Выбрать главу

Ахматова в 1921 не упоминает об огне, но пожар звучит в ее голосе через перекличку с Блоком 1907 года. Надо что-то    сделать с огнем, говорит Седакова в 1996, и этим уже делает, открывая его в том, что казалось сырым и ветхим, снимая немоту с урода на печи. Раньше чем в снаряде, атомной бомбе и в реакторе чернобыльского типа огонь горит в глухом молчании страны, в ее режущей, сжигающей решимости: если нет рая, то не надо ничего, и пусть все мы пропадем в грязи, разрухе, голоде и свалке. Огненная райская птица велит идти до крайности ради рая, чтобы его продолжало не быть. Он смертельно пугает. Всё кроме него ничтожно.

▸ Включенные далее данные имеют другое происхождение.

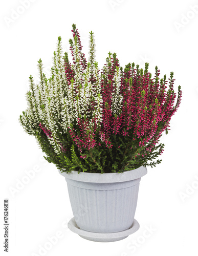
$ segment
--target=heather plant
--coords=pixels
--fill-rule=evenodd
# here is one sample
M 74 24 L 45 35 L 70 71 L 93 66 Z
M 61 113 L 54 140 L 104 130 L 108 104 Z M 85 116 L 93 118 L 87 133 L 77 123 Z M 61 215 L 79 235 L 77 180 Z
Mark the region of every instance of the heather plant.
M 28 108 L 19 121 L 26 132 L 35 137 L 45 159 L 61 172 L 123 172 L 141 165 L 155 166 L 163 152 L 159 143 L 181 102 L 182 91 L 173 89 L 173 73 L 153 78 L 139 65 L 120 66 L 109 52 L 100 71 L 95 59 L 95 44 L 90 34 L 88 61 L 80 38 L 73 26 L 70 39 L 73 62 L 63 55 L 59 37 L 54 52 L 51 76 L 43 73 L 38 61 L 40 82 L 30 79 L 26 94 Z

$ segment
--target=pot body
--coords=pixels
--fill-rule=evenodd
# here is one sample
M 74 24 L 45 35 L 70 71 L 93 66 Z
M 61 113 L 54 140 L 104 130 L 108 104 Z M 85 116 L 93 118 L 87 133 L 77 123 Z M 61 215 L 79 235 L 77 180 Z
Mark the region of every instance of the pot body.
M 120 174 L 60 173 L 67 182 L 75 220 L 81 229 L 113 233 L 131 226 L 146 167 Z

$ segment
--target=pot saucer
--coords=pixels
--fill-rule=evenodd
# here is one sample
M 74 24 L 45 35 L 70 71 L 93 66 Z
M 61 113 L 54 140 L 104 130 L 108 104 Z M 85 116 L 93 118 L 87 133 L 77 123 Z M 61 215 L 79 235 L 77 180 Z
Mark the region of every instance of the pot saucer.
M 79 234 L 81 238 L 95 242 L 115 242 L 122 240 L 129 234 L 135 233 L 140 227 L 140 224 L 134 219 L 131 226 L 125 230 L 115 233 L 95 233 L 80 229 L 76 223 L 74 217 L 70 220 L 68 226 L 71 231 Z

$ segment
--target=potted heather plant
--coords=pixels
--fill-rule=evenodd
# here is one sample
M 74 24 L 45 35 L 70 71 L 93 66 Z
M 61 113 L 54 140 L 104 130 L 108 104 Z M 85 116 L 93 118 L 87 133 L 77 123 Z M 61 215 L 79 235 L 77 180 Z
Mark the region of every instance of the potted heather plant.
M 40 59 L 40 82 L 30 76 L 19 121 L 66 179 L 74 216 L 70 229 L 92 241 L 117 241 L 139 228 L 140 181 L 147 166 L 161 161 L 155 160 L 164 150 L 159 139 L 180 105 L 181 87 L 174 105 L 172 72 L 168 83 L 157 67 L 152 78 L 147 63 L 144 70 L 134 63 L 123 69 L 111 52 L 100 71 L 94 33 L 87 61 L 74 24 L 72 31 L 72 63 L 58 37 L 51 76 Z

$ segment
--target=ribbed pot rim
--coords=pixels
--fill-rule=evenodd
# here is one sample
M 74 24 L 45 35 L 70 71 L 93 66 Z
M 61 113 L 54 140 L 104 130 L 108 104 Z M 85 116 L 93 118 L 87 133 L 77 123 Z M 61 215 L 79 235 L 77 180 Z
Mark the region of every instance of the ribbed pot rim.
M 134 170 L 124 172 L 123 173 L 96 174 L 93 173 L 83 173 L 82 172 L 78 173 L 77 170 L 72 170 L 71 173 L 67 174 L 67 173 L 61 173 L 60 170 L 59 170 L 59 173 L 62 176 L 64 176 L 66 179 L 70 179 L 84 182 L 111 183 L 128 181 L 138 179 L 145 175 L 147 173 L 147 169 L 146 167 L 142 166 Z

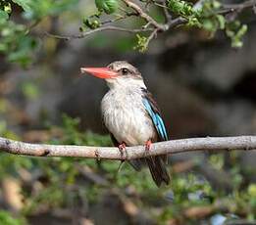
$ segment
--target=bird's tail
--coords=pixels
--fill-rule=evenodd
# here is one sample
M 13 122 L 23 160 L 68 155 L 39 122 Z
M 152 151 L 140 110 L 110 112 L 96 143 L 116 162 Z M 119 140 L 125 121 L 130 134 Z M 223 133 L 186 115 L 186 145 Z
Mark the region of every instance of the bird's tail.
M 146 163 L 149 167 L 152 178 L 158 187 L 161 186 L 162 182 L 165 182 L 167 185 L 169 184 L 170 176 L 162 157 L 159 156 L 146 158 Z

Внезапный и небывалый в городских условиях голод, террор, произвол, мор были встречены Петербургом в 1918 году с неожиданной готовностью, подобно тому как с узнаванием и признанием своей судьбы там была встречена так называемая блокада 1941–1944 годов. Так же был принят всей страной голод 1991–1993 годов, ему сразу поверили как правде. Наша вера в надвигающуюся грозу, доверие огню в войне и революции больше и прочнее веры в порядок. Мы готовы к тому, с чего начинается фантасмагорическая драма Ахматовой «Сон во сне»:

Мир не видел такой нищеты,

Существа он не знает бесправней,

Даже ветер со мною на ты

Там, за той оборвавшейся ставней.

Нищета и бесправие безотносительные бывают только во сне. Реальность ли они? Вовсе нет, но вера в них прочнее чем в любую реальность, которая подверстывается к ним задним числом. Беда, ключевое слово драмы Ахматовой, тоже безотносительна, она больше всего вообразимого, трансцендентна. «Он. Они убьют тебя? — Убьют ее. Она. Нет, хуже. Сегодня они убьют только мою душу. Он. Как же ты будешь жить? Она. Никак. Я буду не жить, а ждать Последнюю Беду». Обреченность здесь, как «несчастье без мер» и «горе за горем» ровно через пятьдесят лет у Седаковой, настолько заслоняет собой всё, что Ахматова просто не слышит в словах «последняя беда» возможный смысл окончания бед, для нее они только угроза.  «Она. Я долго и странно буду верна тебе и холодными глазами буду смотреть на все беды, пока не придет Последняя».

Беда запредельна настолько, что ее даже нельзя видеть, при том что всё остальное будущее открыто. «Он. Какая? Она. Та, что была за поворотом и мне ее не показали, когда во время тифозного бреда я видела всё, что случится со мной». Беда настолько ключевое слово, что реплика «Орел Федя. Беда!.. Слышна музыка» тоже слышится определенно как угроза, хотя музыка вроде могла бы быть по крайней мере многозначным символом.

Скованная бедой, обвиняемая в убийстве и в рождении сына — будущего убийцы, актриса бредит на сцене:

Этот рай, где мы не согрешили

Тошен нам…

Рай скован и сковывает двойным, тройным запретом: он неприступен сам по себе как недостижимый, он закрыт как тошный, ненавистный, и он же одновременно затмевает всё кроме себя, всё помимо него померкло. В этот тугой узел  смертельно завязано всё. Драма «Сон во сне» кончается отказом от терпения:«Он. Всё равно — я больше не могу терпеть. Всё лучше, чем эта жажда. Дай мне руку. (Удар грома.)Железный занавес».

Гром желаннее чем жажда, ожидание или, как еще говорится, Жданов. Но единственно соразмерен трансцендентной беде для Ахматовой конечно не Жданов, а может быть только опыт двух миллионов ленинградцев, которые были брошены на заведомо смертельный паек и оказались готовы неготовыми встретить голодное умирание. Почему всех не вывезли когда можно было, почему люди сами не ушли, почему не потребовали референдумом сдачи города? Необъяснимое в существе и в законе нашей страны, как сожжение Москвы в 1812 году. Вернувшись в страшный город, только притворяющийся, что он тот же самый, Ахматова в разумном негодовании говорит на улице 22 сентября 1944 Лидии Яковлевой-Шапориной: «Впечатление от города ужасное, чудовищное. Эти дома, эти 2 миллиона теней, которые над ними витают, теней, умерших с голода. Это нельзя было допустить, надо было эвакуировать всех в августе, в сентябре. Оставить 50 000 — на них бы хватило продуктов. Это чудовищная ошибка властей. Всё здесь ужасно. Во всех людях моральное разрушение, падение». Ахматова, замечает Шапорина, говорила страшно озлобленно и всё сильнее озлобляясь, с пеной у рта, летели брызги слюны.